Oggi esista in Europa un’accentuata tendenza a cercare la soluzione dei gravi problemi dell’Unione affidandosi proprio alle regole e alle prassi che ne sono le autentiche responsabili. Al sovranismo non si può contrapporre questa Europa e il corrente europeismo, che sono indifendibili: lo sono sul piano delle migrazioni e dell’accoglienza, lo sono sul piano della sicurezza (si pensi anche solo alle periferie urbane), lo sono sul piano economico (basti l’esempio della Germania, di cui sopra si è detto), lo sono sul piano dei servizi resi dallo stato sociale (le attese per le cure mediche, le assegnazioni delle case popolari…): una guerra tra poveri…
E basti considerare come l’uscita della più che sovranista Gran Bretagna, ammesso che vada in porto, è ben compensata dall’accentuato sovranismo marciante dell’ Italia, nonostante i disastri che sta provocando proprio ai… fuoriusciti. E poi come si fa a confidare in una più soddisfacente sistemazione dei migranti nei vari paesi europei, cioè in una sconfitta clamorosa dei sovranisti, proprio costruendo fronti con i loro esponenti più determinati?

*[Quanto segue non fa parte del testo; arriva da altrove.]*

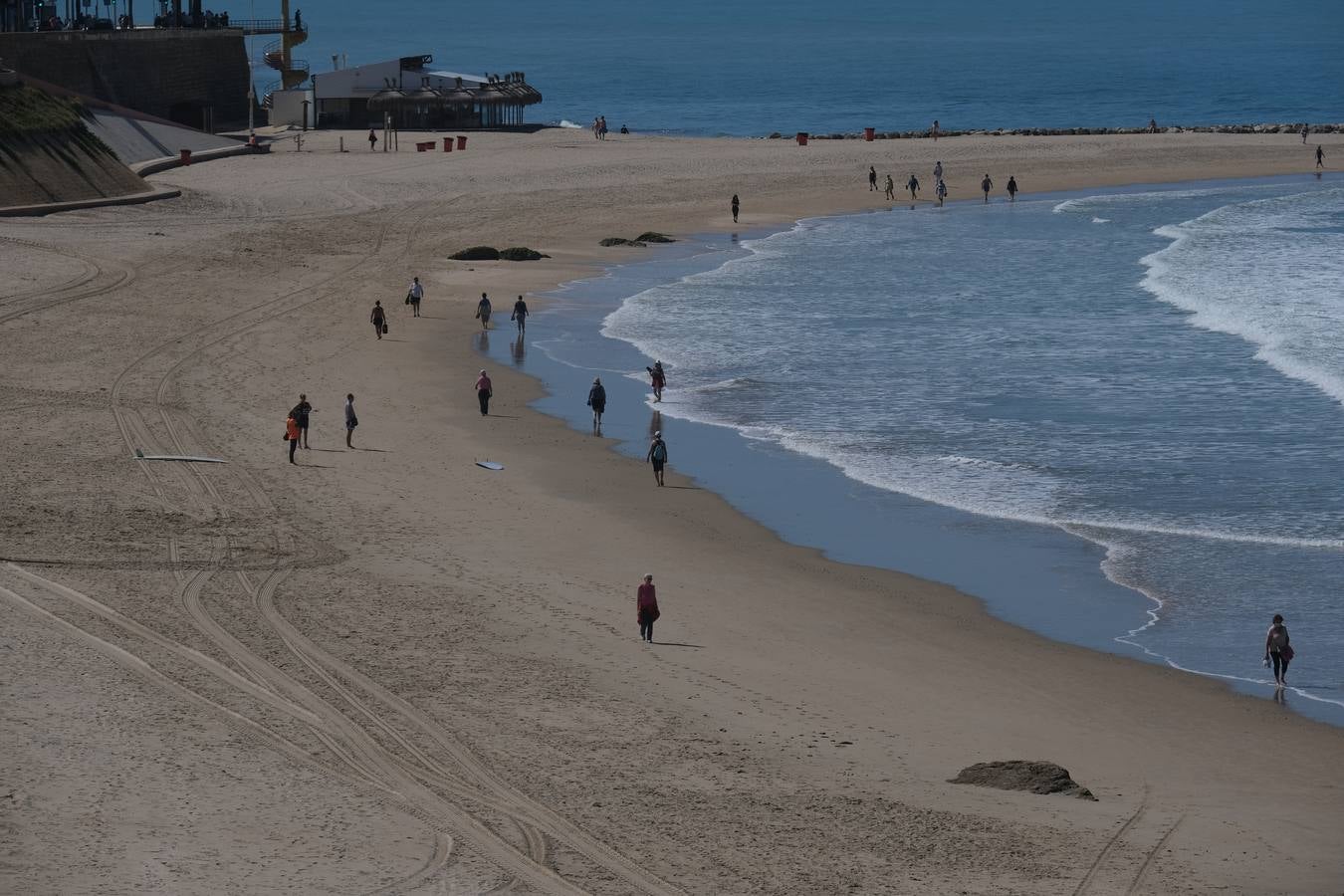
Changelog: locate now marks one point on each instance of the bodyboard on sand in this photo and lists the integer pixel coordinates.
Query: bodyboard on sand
(141, 456)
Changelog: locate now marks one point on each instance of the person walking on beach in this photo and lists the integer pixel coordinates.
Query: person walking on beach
(657, 379)
(351, 421)
(483, 392)
(647, 608)
(519, 315)
(597, 400)
(1278, 649)
(379, 318)
(414, 295)
(292, 435)
(657, 456)
(300, 414)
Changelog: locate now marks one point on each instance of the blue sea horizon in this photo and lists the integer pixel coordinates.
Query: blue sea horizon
(1095, 422)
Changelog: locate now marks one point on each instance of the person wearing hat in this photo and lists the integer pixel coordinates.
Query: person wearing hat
(657, 456)
(483, 392)
(647, 608)
(597, 400)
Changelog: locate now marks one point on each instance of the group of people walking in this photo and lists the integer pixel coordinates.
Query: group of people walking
(940, 185)
(299, 418)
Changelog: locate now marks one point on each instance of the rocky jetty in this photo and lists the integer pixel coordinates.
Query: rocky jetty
(1293, 127)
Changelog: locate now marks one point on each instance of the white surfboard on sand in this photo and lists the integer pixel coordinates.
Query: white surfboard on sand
(195, 458)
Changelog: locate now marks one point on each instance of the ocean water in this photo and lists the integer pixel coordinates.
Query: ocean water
(1117, 418)
(755, 68)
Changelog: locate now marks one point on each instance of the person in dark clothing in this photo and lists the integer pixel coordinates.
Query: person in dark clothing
(379, 318)
(484, 391)
(647, 608)
(597, 400)
(300, 414)
(519, 315)
(657, 456)
(1278, 649)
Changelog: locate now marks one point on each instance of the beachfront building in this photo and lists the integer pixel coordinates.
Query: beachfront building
(418, 97)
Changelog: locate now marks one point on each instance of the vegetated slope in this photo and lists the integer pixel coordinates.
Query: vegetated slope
(47, 154)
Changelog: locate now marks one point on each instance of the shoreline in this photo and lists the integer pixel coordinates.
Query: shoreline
(1105, 614)
(769, 737)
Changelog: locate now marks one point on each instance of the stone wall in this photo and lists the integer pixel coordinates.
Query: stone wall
(175, 74)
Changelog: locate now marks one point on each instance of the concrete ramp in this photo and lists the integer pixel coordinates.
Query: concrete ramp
(136, 138)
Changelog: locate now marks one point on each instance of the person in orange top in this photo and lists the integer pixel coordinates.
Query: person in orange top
(292, 433)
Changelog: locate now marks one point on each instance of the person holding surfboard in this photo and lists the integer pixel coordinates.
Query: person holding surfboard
(483, 392)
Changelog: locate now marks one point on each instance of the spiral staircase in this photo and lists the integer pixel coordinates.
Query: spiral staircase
(279, 55)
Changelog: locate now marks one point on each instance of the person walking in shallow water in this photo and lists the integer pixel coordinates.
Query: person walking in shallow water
(657, 456)
(657, 379)
(597, 400)
(647, 608)
(484, 389)
(1278, 650)
(519, 315)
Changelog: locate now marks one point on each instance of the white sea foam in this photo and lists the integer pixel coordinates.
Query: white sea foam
(1246, 270)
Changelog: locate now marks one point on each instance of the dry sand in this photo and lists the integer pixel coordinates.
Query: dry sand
(387, 670)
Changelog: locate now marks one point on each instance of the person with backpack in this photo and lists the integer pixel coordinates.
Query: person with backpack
(597, 400)
(657, 456)
(1278, 649)
(647, 608)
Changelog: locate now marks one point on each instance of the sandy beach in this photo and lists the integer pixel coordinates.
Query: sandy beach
(388, 670)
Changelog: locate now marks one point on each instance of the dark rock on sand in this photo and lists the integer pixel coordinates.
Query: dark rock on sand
(477, 254)
(521, 254)
(1017, 774)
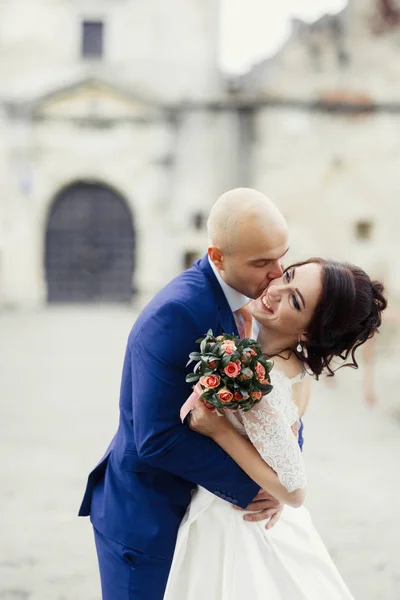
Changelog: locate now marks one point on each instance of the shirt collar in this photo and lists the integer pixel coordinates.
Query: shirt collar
(234, 298)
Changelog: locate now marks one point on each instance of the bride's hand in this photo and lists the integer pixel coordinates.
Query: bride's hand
(206, 421)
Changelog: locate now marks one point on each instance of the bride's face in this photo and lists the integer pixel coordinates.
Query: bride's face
(288, 304)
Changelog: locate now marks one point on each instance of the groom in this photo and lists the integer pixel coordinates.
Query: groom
(138, 494)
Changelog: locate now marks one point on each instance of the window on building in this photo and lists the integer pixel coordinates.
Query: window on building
(92, 39)
(198, 221)
(189, 258)
(364, 230)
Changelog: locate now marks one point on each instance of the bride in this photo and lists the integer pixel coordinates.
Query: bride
(316, 311)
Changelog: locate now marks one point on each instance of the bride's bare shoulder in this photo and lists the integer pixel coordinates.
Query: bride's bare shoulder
(291, 366)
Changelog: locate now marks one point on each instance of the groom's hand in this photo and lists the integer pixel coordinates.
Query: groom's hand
(264, 506)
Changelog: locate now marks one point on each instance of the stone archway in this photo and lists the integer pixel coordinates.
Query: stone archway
(90, 246)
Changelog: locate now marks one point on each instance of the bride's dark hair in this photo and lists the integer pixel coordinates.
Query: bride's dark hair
(348, 313)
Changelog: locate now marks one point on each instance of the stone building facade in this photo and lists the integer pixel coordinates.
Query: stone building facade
(118, 132)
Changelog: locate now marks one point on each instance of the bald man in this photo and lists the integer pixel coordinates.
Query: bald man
(138, 493)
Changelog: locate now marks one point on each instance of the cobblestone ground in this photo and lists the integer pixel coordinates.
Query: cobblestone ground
(59, 381)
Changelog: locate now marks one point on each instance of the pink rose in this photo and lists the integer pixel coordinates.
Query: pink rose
(260, 371)
(232, 369)
(225, 395)
(244, 376)
(229, 346)
(208, 405)
(210, 381)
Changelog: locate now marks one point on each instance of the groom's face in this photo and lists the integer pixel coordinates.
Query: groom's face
(251, 266)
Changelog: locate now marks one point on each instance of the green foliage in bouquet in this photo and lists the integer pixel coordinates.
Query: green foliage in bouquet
(232, 373)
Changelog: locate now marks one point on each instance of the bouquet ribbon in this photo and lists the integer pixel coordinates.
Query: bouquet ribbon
(191, 401)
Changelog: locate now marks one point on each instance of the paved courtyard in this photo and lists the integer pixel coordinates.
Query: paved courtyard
(59, 383)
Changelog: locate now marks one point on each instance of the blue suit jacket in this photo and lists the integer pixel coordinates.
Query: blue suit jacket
(138, 493)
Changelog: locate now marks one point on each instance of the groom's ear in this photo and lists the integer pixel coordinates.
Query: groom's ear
(215, 255)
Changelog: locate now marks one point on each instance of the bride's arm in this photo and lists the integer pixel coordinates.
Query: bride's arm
(243, 453)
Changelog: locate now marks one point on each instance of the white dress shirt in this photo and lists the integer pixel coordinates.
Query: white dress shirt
(234, 298)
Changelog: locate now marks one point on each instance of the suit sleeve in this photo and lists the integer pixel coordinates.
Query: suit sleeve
(158, 358)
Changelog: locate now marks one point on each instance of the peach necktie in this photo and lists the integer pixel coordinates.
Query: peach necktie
(244, 321)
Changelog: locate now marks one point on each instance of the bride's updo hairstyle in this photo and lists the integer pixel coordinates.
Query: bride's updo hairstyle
(348, 314)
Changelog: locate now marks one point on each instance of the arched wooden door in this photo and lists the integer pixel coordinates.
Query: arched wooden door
(90, 246)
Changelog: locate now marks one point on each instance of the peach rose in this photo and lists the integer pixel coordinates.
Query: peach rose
(260, 371)
(225, 395)
(210, 381)
(229, 346)
(232, 369)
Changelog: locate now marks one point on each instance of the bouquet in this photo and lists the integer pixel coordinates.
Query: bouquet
(230, 372)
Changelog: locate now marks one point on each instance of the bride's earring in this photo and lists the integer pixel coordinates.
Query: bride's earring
(299, 346)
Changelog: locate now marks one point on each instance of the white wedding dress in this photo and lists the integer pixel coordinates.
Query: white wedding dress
(219, 556)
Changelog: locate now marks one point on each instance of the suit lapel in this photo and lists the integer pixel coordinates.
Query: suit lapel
(226, 316)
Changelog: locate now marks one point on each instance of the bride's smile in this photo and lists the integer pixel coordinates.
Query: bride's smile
(287, 305)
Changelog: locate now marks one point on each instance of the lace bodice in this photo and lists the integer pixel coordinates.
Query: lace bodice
(268, 427)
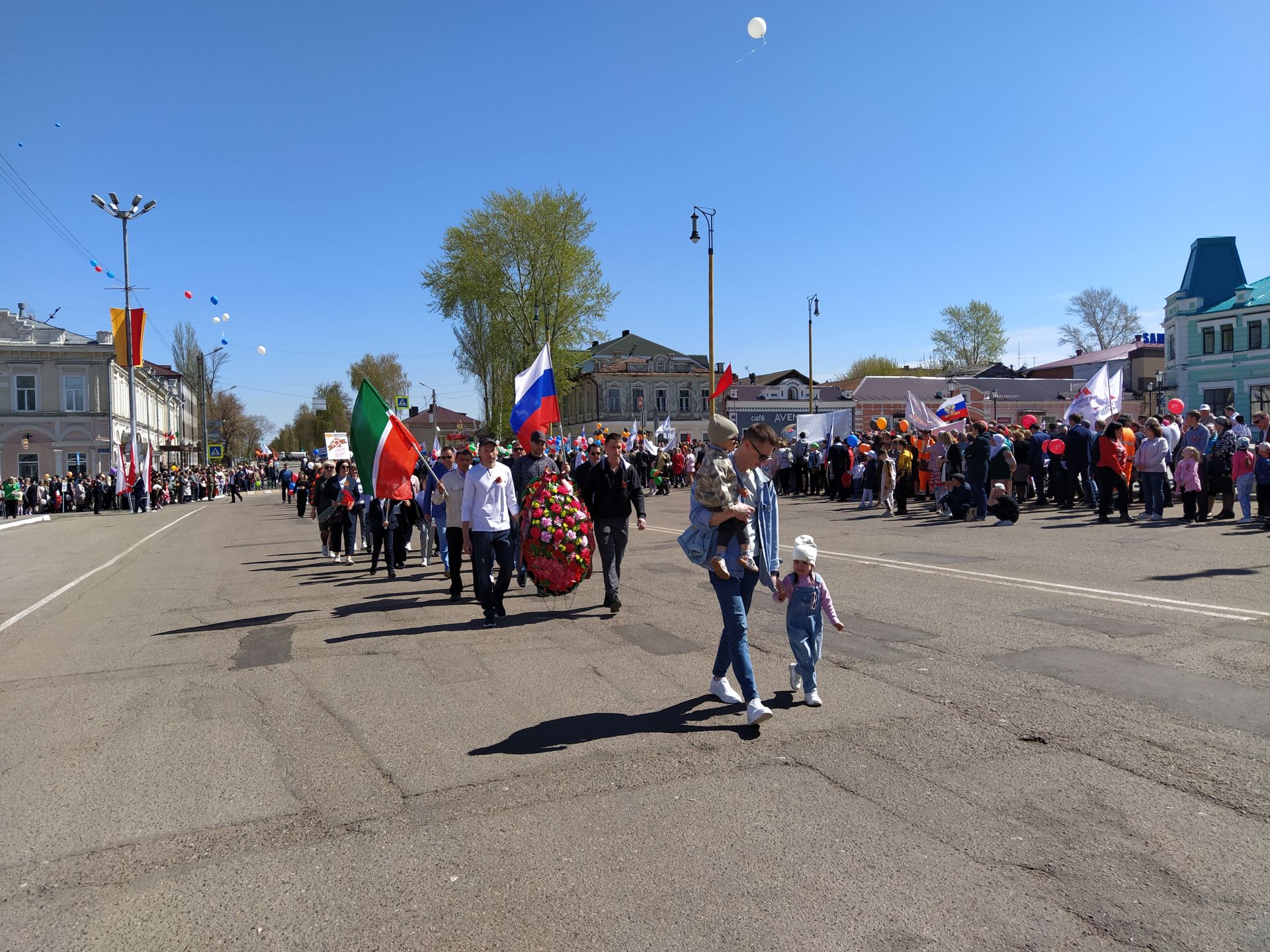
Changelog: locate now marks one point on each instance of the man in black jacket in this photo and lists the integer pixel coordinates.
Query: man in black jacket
(611, 488)
(1079, 457)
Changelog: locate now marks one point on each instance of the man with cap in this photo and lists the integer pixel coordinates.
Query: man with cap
(527, 467)
(611, 488)
(487, 510)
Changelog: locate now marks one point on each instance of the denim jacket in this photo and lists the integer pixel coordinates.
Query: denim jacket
(763, 524)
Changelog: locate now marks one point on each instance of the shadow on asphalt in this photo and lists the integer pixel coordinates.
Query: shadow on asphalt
(512, 621)
(560, 733)
(254, 622)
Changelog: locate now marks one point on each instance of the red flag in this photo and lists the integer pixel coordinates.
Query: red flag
(726, 381)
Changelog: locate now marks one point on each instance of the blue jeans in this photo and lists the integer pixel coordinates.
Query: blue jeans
(1245, 487)
(734, 596)
(980, 498)
(1152, 493)
(489, 547)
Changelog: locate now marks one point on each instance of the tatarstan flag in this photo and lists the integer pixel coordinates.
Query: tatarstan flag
(382, 447)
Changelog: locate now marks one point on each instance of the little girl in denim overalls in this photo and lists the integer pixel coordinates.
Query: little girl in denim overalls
(807, 597)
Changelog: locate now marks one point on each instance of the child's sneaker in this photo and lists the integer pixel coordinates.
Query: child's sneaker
(719, 568)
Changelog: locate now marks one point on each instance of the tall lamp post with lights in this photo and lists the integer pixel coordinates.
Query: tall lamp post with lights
(125, 216)
(813, 301)
(695, 238)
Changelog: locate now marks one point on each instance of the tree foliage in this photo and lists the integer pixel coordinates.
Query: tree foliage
(515, 273)
(970, 335)
(1103, 320)
(384, 372)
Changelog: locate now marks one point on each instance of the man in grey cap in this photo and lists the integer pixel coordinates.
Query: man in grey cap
(525, 470)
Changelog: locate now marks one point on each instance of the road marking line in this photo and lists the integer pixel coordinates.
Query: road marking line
(69, 586)
(1244, 615)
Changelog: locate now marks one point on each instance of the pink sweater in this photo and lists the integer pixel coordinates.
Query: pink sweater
(792, 582)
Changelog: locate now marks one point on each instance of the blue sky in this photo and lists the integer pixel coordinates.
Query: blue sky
(892, 158)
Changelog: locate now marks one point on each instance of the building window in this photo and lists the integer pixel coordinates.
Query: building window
(24, 385)
(1260, 399)
(74, 389)
(1220, 399)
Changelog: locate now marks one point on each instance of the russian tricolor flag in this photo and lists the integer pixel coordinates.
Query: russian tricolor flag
(536, 405)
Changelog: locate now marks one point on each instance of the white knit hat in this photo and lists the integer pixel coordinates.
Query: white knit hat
(804, 550)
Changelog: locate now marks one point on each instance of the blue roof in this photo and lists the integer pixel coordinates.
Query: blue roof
(1260, 296)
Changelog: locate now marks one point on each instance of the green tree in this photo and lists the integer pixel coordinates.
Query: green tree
(521, 266)
(1103, 320)
(384, 372)
(970, 335)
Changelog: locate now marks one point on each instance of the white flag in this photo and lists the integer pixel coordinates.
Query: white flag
(1094, 401)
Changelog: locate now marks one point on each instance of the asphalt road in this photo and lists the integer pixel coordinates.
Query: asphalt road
(1053, 736)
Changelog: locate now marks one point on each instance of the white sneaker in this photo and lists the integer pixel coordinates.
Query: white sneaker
(722, 690)
(757, 713)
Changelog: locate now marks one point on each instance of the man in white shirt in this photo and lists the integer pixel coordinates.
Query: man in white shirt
(488, 507)
(452, 493)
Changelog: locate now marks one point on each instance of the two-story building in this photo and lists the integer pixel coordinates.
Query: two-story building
(64, 400)
(635, 380)
(1217, 333)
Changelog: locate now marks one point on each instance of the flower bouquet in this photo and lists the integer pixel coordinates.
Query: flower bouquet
(556, 542)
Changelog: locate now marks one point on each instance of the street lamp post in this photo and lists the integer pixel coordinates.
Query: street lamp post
(695, 238)
(125, 218)
(204, 397)
(813, 301)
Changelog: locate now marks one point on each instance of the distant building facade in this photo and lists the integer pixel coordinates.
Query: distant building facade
(64, 400)
(1217, 333)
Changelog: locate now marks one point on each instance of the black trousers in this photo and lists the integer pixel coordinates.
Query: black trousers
(455, 539)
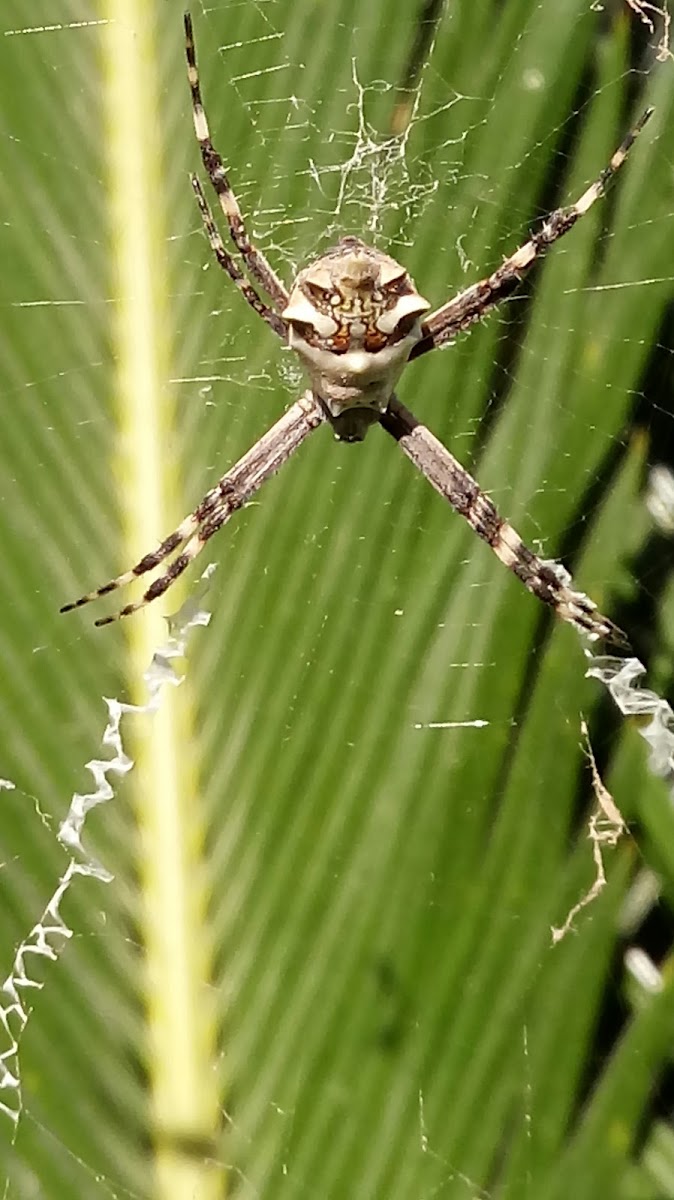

Sicuramente sta maturando nel Continente una presa di coscienza dei termini dello scontro su cui si giocherà la consultazione europea del prossimo maggio e i nove mesi che ancora ci dividono dalla consultazione non sono pochi; ma occorre partire dalla constatazione che i problemi che abbiamo davanti sono il residuo di incrostazioni residuate dal passato e dure da scalfire. La storia di questi ultimi settant’anni ne fornisce la prova più profonda, mentre le posizioni sovraniste sfruttano (e canalizzano) risentimenti popolari da essi ampiamente provocati.